Imbalan Tanah oleh Pemerintah Kolonial
Dalam suratnya yang berjudul “Dari Hal Orang Toba Mendapat Sawah di Siantar”, Andreas menjelaskan bagaimana orang-orang Toba mulai datang dan menggarap sawah di tanah Simalungun pada tahun 1907. Menurutnya, pada masa itu terbentang luas tanah kosong, hutan, dan alang-alang yang belum dikerjakan oleh penduduk setempat, padahal tanahnya sangat subur dan airnya melimpah. Pemerintah Hindia Belanda kemudian memberikan kesempatan kepada orang Toba untuk membuka sawah di lahan tersebut, dengan tujuan meningkatkan hasil padi dan kesejahteraan penduduk.
Andreas menulis bahwa siapa pun yang rajin bekerja akan memperoleh hasil yang melimpah. Dalam perhitungannya, satu hektare sawah dapat menghasilkan hingga 350 hingga 400 tin padi (sekitar 80 pikul gabah). Ia juga memuji kesuburan tanah di Siantar yang mampu menghasilkan panen bagus tanpa perlu pupuk, abu, atau kotoran hewan selama bertahun-tahun.
Penataan Sistem Irigasi Oleh Belanda
Pada tahun 1914, pemerintah Belanda mulai menata sistem irigasi besar di Simeloengoen dengan membangun solokan (saluran air) dari batu dan semen agar sawah tetap mendapat air sepanjang tahun.
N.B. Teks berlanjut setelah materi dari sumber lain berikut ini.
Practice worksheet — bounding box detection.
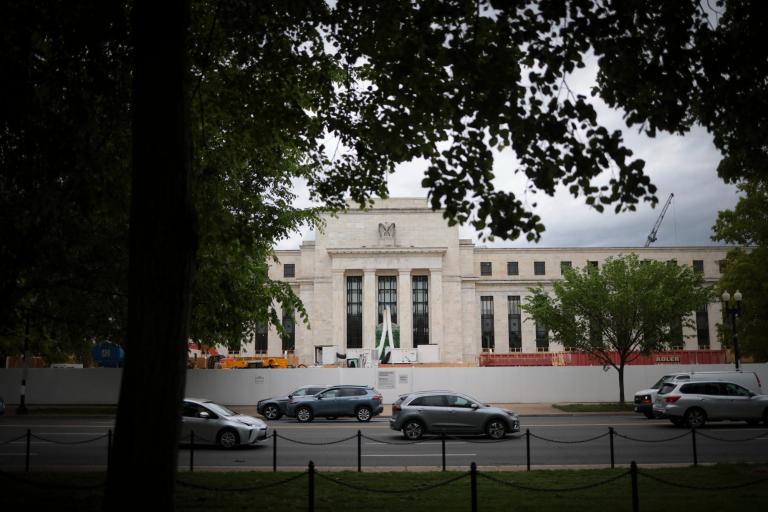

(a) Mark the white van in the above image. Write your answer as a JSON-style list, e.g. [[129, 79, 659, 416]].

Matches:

Pekerjaan ini menghabiskan dana sekitar 250.000 gulden, dan dikerjakan secara teratur oleh insinyur dan mandor pemerintah.
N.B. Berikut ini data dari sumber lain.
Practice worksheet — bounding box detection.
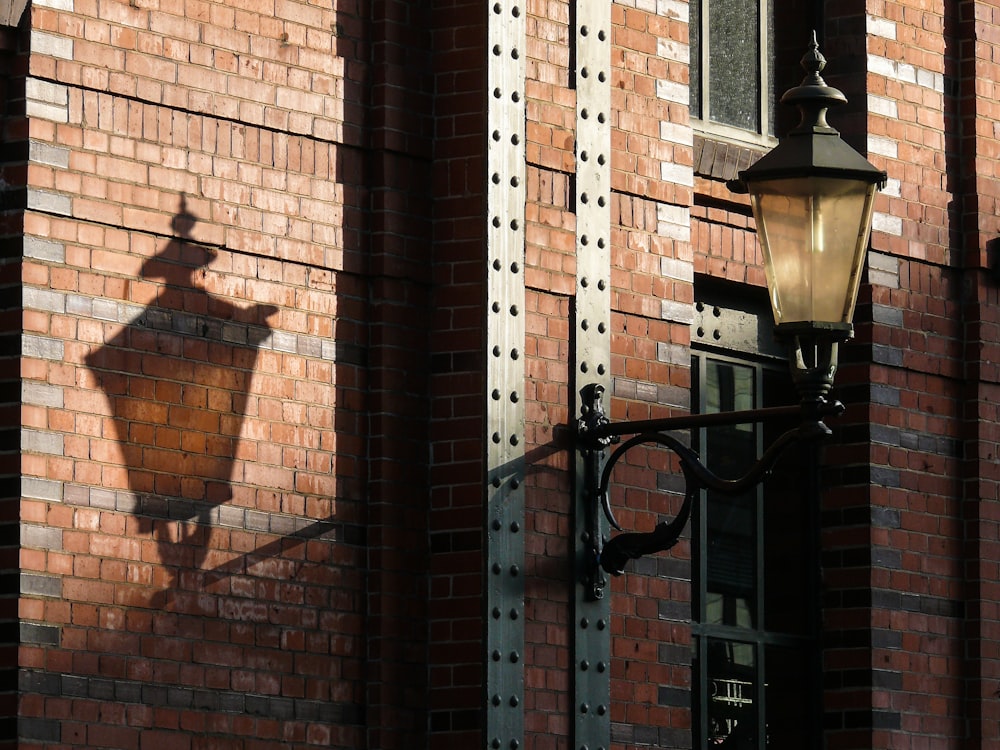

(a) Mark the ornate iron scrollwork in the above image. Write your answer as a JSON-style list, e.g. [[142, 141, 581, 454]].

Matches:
[[577, 384, 844, 599]]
Andreas juga menjelaskan sistem insentif bagi pendatang baru dari Toba:
- Pada tahun pertama mereka bebas dari kerja rodi dan tidak dikenakan pajak hasil panen.
- Pada tahun kedua, mereka membayar setengah hasil panen, dan pada tahun ketiga baru membayar penuh sesuai ketentuan.
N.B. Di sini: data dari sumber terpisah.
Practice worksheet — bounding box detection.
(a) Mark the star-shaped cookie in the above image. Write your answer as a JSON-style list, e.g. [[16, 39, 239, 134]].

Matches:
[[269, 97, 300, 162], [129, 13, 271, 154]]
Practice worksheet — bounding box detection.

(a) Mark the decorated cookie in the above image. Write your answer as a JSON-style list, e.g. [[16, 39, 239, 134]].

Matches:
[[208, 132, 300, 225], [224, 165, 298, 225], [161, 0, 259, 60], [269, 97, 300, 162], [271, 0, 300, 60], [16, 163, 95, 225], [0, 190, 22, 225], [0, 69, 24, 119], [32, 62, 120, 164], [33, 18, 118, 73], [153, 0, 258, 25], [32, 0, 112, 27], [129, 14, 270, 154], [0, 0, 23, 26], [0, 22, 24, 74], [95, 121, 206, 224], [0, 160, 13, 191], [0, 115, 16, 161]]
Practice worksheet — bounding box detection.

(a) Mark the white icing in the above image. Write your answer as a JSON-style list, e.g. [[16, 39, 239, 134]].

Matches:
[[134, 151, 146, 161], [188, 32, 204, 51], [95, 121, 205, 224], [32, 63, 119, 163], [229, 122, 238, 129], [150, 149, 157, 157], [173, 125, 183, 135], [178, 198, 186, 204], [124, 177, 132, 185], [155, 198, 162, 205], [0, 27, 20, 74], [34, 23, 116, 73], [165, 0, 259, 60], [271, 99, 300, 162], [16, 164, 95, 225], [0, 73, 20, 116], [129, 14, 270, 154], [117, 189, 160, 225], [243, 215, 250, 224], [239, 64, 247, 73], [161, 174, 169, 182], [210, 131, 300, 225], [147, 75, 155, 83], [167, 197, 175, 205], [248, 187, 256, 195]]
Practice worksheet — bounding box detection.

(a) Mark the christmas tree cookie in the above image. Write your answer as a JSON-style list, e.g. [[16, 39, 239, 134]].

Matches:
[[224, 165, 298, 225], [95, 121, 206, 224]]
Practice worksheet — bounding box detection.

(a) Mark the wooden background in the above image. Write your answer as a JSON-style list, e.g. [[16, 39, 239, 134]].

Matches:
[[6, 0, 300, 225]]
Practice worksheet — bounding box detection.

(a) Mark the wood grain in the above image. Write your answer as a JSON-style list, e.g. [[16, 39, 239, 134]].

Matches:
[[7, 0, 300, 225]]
- Siapa pun yang mampu membawa 50 orang pekerja dari Toba akan diberi wewenang menjadi penghulu (kepala kampung), diberi lencana perak bertanda huruf W, dan satu anaknya dibebaskan dari kewajiban kerja paksa (kerahan).
Kebijakan ini mendorong gelombang besar migrasi orang Toba ke Siantar, Panei, dan Tanah Jawa. Mereka datang untuk mencari kehidupan yang lebih baik, membuka sawah, dan menetap di wilayah baru. Lambat laun, jumlah orang Toba di Siantar semakin banyak sehingga bahasa dan budaya Toba menjadi dominan di kawasan tersebut hingga sekarang.
Andreas menutup suratnya dengan ajakan kepada seluruh “keturunan Ompu Raja Batak” agar datang ke Siantar. Ia menggambarkan Siantar sebagai tempat yang subur, aman dari penyakit, memiliki rumah sakit, sekolah, perkebunan teh, dan bahkan mulai tersambung jalur kereta api dari Medan ke Siantar.
Melalui surat itu, kita melihat bagaimana pembukaan sawah di Siantar tahun 1907 bukan hanya proyek ekonomi kolonial, tetapi juga awal dari transformasi sosial-budaya besar di wilayah Simalungun. Orang Toba menjadi bagian penting dalam sejarah pertanian, pemukiman, dan perkembangan kota Pematang Siantar.